Submitted to: Molecular Breeding
Publication Type: Peer Reviewed Journal
Publication Acceptance Date: 8/24/2006
Publication Date: 10/11/2006
Citation: Rossi, C., Cuesta-Marcos, A., Vales, I., Gomez-Pando, L., Orjeda, G., Wise, R.P., Sato, K., Hori, K., Capettini, F., Vivar, H., Chen, X., Hayes, P. 2006. Mapping multiple disease resistance genes using a barley mapping population evaluated in Peru, Mexico, and the USA. Molecular Breeding. 18(4):355-366.

Interpretive Summary: One of the principal challenges faced by plant breeders is achieving durable disease resistance. We have mapped genes conferring quantitative and qualitative resistance to barley stripe rust (BSR) in multiple germplasm combinations. These genes were introgressed singly, and in combination, into susceptible backgrounds and confirmed that they confer acceptable levels of resistance. In this study, a well-characterized mapping population was used to test the effectiveness of BSR resistance quantitative trait locus (QTL) alleles at Huancayo, Peru. These QTL were then mapped based on disease severity data from Toluca Valley of Mexico and Washington State, USA. We hypothesized that if we detected the same QTL in Peru that we had mapped using Toluca Valley and Washington State, this would mean that (1) there was no new race, or (2) there is a new race but the same QTL resistance alleles are effective. This research was useful in confirming the value of quantitative stripe rust resistance genes, via marker assisted selection MAS, into North American germplasm. These resistance genes were discovered through collaborative efforts with the ICARDA/CIMMYT program and National Program scientists in the Andean region. It is thus fitting that these genes are returned to the Andean National Programs, with value added via marker information that will allow for their efficient introgression. The results of this research will lead to high levels of durable disease resistance, which will benefit growers and producers.

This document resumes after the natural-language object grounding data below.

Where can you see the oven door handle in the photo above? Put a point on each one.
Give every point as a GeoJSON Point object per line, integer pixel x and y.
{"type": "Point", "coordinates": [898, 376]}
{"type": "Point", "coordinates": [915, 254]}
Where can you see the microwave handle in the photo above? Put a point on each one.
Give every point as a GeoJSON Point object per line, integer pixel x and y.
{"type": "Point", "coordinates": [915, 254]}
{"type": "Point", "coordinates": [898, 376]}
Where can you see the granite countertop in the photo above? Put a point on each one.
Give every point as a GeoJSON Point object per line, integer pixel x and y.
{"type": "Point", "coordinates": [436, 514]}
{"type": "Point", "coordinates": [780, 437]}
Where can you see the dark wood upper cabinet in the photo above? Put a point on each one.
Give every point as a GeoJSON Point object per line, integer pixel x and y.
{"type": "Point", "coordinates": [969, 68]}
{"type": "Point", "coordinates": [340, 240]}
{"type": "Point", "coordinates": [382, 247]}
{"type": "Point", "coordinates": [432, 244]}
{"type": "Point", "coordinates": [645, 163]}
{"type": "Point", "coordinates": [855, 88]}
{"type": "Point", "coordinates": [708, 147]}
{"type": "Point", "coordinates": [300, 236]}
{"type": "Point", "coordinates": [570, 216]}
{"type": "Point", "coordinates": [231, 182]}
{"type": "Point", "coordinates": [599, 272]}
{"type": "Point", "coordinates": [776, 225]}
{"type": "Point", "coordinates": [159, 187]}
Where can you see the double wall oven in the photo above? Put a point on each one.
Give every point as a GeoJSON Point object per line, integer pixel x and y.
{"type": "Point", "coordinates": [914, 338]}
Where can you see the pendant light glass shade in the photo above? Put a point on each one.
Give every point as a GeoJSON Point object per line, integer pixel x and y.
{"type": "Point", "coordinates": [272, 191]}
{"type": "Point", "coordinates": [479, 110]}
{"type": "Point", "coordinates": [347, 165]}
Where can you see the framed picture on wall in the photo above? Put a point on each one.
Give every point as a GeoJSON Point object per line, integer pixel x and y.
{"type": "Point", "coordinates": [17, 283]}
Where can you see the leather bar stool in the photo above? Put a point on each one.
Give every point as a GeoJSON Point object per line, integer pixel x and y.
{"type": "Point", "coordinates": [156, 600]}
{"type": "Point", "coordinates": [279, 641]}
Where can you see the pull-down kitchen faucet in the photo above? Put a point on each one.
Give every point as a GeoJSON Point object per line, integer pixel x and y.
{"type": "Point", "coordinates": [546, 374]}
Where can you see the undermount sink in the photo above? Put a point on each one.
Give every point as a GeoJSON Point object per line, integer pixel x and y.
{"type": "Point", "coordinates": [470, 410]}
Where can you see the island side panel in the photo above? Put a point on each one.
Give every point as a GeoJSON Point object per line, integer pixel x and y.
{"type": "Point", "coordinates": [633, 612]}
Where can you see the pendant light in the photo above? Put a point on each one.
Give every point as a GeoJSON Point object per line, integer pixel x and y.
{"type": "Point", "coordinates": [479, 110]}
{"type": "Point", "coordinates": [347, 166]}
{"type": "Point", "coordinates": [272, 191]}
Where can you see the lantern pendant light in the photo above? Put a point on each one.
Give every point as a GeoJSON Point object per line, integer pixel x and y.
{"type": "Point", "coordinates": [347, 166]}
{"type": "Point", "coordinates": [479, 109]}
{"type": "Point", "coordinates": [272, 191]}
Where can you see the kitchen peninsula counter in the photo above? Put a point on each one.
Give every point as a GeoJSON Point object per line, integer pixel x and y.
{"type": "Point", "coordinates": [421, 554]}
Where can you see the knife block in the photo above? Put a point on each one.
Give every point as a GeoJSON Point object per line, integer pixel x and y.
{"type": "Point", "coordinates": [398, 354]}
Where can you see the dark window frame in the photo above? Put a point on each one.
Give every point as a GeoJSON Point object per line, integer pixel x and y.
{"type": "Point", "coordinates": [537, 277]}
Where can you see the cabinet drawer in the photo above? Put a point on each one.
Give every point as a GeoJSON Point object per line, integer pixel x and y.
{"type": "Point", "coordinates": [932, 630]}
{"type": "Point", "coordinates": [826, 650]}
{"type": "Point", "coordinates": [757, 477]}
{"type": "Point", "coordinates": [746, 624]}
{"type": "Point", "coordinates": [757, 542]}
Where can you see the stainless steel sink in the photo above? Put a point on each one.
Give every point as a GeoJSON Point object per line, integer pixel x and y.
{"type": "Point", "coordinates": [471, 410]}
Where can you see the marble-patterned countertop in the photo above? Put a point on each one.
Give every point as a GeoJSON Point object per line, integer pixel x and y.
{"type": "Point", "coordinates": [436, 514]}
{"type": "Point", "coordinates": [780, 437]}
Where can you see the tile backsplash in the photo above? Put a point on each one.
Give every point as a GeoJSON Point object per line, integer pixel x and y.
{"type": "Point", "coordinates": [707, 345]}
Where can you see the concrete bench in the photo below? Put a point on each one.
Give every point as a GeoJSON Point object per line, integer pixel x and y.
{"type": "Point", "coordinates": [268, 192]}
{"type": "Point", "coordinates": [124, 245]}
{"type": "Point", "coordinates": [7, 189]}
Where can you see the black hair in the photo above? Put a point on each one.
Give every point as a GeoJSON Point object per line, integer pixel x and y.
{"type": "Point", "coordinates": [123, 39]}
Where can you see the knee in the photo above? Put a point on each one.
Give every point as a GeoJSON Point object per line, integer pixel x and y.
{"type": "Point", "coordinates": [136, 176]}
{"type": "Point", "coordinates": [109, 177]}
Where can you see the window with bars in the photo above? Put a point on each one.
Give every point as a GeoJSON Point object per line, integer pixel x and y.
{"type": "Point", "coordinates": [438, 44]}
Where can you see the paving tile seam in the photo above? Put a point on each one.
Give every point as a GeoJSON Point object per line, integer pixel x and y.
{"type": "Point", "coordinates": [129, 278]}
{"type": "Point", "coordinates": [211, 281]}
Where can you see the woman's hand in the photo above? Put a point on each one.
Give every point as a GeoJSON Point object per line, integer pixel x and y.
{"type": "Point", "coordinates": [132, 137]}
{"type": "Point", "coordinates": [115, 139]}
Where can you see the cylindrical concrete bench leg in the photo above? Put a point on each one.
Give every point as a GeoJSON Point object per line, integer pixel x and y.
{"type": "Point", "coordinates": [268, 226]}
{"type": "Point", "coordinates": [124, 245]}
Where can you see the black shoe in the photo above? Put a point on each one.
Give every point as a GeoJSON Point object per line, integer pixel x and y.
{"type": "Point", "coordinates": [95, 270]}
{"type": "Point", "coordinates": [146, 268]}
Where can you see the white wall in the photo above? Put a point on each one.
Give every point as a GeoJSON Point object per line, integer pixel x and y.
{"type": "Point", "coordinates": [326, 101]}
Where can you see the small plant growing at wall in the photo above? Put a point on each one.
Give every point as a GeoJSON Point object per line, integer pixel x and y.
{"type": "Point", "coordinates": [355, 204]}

Technical Abstract: We used a well-characterized barley mapping population (BCD 47 × Baronesse) to determine if barley stripe rust (BSR) resistance quantitative trait loci (QTL) mapped in Mexico and the USA were effective against a reported new race in Peru. Essentially the same resistance QTL were detected using data from each of the three environments, indicating that these resistance alleles are effective against the spectrum of naturally occurring races at these sites. In addition to the mapping population, we evaluated a germplasm array consisting of lines with different numbers of mapped BSR resistance alleles. A higher BSR disease severity on CI10587, which has a single qualitative resistance gene, in Peru versus Mexico suggests there are differences in pathogen virulence between the two locations. Confirmation of a new race in Peru will require characterization using a standard set of differentials, an experiment that is underway. The highest levels of resistance in Peru were observed when the qualitative resistance gene was pyramided with quantitative resistance alleles. We also used the mapping population to locate QTL conferring resistance to barley leaf rust and barley powdery mildew. For mildew, we identified resistance QTL under field conditions in Peru that are distinct from the Mla (powdery mildew) resistance that we mapped using specific isolates under controlled conditions. These results demonstrate the long-term utility of a reference mapping population and a well-characterized germplasm array for locating and validating genes conferring quantitative and qualitative resistance to multiple pathogens.